The key is picking the right charcoal for the job. By Charlie Heller
How to Grill IndoorsGrilling inside doesn’t mean you have to give up your charcoal.
Let's say that like many people in the world, you love to barbecue, and want to make some for yourself. Except, also like many people in the world, you live in a city, or are amidst the cold and dreary winter, or you just don't have access to an outdoor grill.
Should you give up your hopes of getting the delicious smoky flavor that is the trademark of the charcoal grill? No! Because thanks to this life-changing Mad Genius Tip from Food & Wine Culinary Director Justin Chapple, you don't have to.

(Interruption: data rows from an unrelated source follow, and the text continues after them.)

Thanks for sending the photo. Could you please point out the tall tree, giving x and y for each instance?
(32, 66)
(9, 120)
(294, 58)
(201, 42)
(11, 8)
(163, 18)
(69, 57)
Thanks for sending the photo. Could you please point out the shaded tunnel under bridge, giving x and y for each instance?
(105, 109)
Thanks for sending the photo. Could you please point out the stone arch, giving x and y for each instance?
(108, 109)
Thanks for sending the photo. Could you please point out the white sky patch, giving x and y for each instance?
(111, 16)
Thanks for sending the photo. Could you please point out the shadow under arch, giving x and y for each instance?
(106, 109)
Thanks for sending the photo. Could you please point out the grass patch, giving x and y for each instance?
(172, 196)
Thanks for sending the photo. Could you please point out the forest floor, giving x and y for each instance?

It all boils down to using the right type of charcoal.
Specifically, what you need is a Japanese charcoal known as sumi, or white charcoal, which you can buy in the form of rectangular sticks. Designed to be used on tabletop Japanese grills, they burn much hotter than your standard charcoal, but Chapple's hack is to use them with a cast iron skillet.

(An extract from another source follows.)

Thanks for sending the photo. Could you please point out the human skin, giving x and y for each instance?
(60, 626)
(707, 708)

First, you'll need to get the charcoal hot using an open flame—and since you're in your kitchen, the best source will probably be your stovetop. Put the coals over the burner with some tongs and get them white and glowing, and once the first side reaches that point, flip it over and heat until the opposite side looks the exact same way.
Put your cast iron skillet on a burner, since it's too hot to put anywhere else. Then use your tongs to move the hot coals into the skillet. Now all you have to do is put a heat-proof cooking rack on top of the skillet, and there you have it: A piping hot indoor charcoal grill! Chapple demonstrates by grilling up some sausage and peppers, pointing out that the only smoke is what's coming off the food, making this indoor grill about as kitchen-friendly as it gets.